I haven't been on in a while, but I do have some photos to share! 











































Enjoy


----------



## Laura (Jul 30, 2007)

Great pic's  what a gorgeous tiel


----------



## nar1122 (Sep 8, 2007)

Thanks 

My favorite is the second one...
My camera _actually_ took a good picture!
lol


----------



## Laura (Jul 30, 2007)

thats my favourite as well, such a gorgeous close up it came out perfect


----------



## xxxSpikexxx (Jul 30, 2007)

Cute photos


----------



## Bea (Jul 26, 2007)

Birdie is beautiful!!


----------



## birdieness (Jul 28, 2007)

aww great pictures


----------



## Plukie (Aug 26, 2007)

Lovely photos, if you are having problems taking photos by the window, it's all to do with the light. Do the photos come out blurred? Try focusing the camera on something nearby and then moving it to your Tiel. Is it a point and shoot or a SLR camera?


----------



## nar1122 (Sep 8, 2007)

I'm not camera-savvy but, it isn't a little point and shoot.

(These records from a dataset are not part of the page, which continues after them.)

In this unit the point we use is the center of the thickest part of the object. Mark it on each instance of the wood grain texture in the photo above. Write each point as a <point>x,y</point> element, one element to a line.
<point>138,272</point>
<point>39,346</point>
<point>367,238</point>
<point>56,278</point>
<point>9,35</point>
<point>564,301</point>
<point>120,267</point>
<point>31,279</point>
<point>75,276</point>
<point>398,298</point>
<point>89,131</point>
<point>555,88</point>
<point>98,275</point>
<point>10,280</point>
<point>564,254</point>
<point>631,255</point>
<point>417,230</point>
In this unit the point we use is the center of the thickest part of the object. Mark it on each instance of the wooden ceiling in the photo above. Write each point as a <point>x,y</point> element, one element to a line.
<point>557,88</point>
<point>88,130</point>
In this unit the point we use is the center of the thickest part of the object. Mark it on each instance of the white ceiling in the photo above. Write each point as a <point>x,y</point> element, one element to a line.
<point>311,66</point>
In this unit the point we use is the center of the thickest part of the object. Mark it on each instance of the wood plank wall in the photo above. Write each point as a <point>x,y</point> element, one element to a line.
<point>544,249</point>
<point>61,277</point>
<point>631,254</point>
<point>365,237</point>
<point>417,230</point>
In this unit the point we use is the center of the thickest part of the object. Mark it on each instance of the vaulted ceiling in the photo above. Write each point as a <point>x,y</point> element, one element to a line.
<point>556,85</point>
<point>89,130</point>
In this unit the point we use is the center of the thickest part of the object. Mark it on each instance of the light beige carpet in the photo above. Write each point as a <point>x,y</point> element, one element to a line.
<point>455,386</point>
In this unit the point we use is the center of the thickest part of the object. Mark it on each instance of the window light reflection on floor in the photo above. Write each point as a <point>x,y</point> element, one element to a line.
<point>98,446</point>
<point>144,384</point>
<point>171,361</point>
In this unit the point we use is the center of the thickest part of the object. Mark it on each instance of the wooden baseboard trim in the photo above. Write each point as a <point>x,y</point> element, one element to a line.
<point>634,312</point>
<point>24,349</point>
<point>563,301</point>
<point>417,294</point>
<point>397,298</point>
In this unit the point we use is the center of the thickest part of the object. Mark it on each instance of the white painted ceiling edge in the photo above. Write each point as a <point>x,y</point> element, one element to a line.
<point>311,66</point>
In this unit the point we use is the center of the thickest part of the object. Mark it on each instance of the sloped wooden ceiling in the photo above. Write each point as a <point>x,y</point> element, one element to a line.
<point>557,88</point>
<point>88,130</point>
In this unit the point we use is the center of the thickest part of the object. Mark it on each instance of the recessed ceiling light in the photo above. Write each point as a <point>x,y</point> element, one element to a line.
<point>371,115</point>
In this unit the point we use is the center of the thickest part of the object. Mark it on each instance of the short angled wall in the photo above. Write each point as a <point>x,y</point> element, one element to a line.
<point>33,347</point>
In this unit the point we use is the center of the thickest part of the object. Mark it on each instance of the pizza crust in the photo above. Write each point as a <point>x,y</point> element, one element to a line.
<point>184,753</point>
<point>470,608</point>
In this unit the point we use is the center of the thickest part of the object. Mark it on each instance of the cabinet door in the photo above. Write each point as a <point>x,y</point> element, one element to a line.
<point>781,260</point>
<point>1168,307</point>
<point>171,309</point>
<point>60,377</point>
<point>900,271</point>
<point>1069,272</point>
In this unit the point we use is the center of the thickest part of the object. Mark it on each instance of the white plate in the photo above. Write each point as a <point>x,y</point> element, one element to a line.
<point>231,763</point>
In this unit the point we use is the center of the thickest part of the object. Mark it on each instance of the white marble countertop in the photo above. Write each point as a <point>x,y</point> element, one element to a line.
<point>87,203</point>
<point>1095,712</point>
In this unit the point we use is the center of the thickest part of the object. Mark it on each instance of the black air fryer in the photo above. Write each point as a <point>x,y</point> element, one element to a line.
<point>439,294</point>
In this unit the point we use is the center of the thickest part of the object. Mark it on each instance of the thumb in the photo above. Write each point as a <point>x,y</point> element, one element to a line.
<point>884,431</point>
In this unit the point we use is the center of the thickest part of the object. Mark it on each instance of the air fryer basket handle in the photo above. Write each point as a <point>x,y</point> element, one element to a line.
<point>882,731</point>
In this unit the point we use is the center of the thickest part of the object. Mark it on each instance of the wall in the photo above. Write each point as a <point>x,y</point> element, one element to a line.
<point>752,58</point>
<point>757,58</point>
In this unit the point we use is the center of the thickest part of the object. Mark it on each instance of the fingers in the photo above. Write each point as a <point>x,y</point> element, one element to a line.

It's a pretty heavy duty camera...
Its a Canon Powershot

The problem isn't always when I am by the window.
The problem is the camera is having problems focusing correctly, so I am having to use the "manual focus" setting and focus it based on how far away the subject is.
As you can see, it _is_ capable of taking some great photos...I think the problem is just the user


----------



## Bea (Jul 26, 2007)

nar1122 said:


> I'm not camera-savvy but, it isn't a little point and shoot.
> 
> It's a pretty heavy duty camera...
> Its a Canon Powershot


Canon Powershots are point and shoot cameras. I've got a little Powershot A80 which i'm upgrading to a Powershot A650IS.  Great little cameras. What type do you have? Manual focus is a good way to take close ups anyway, i use it quite a lot.


----------



## nar1122 (Sep 8, 2007)

Oh 

I didn't know it was a point and shoot. I have a point and shoot too, but the Canon is heavy duty, so I thought it was more 

Here is my canon:
http://www.usa.canon.com/consumer/c...portDetailTabAct&fcategoryid=222&modelid=7476

And here is my small, point and shoot (I use this when I am on the go...it is a really nice camera even though there are many newer models )
http://www.kodak.com/eknec/PageQuerier.jhtml?pq-path=10387/10388/7094&pq-locale=en_US

And here is the camera I want for the Holidays:
http://www.usa.canon.com/consumer/controller?act=ModelInfoAct&fcategoryid=803&modelid=11154
http://www.amazon.com/Canon-Digital-Rebel-XT-f3-5-5-6/dp/B0007QKN22


----------



## Bea (Jul 26, 2007)

Oh cool, i've not seen a G2 before - just lots and lots of G9's which have just been released.  I think just about anything that isn't a DSLR is considered a point and shoot. I personally can only use smaller camera's because otherwise i get shaky hands and can't take a photo.


----------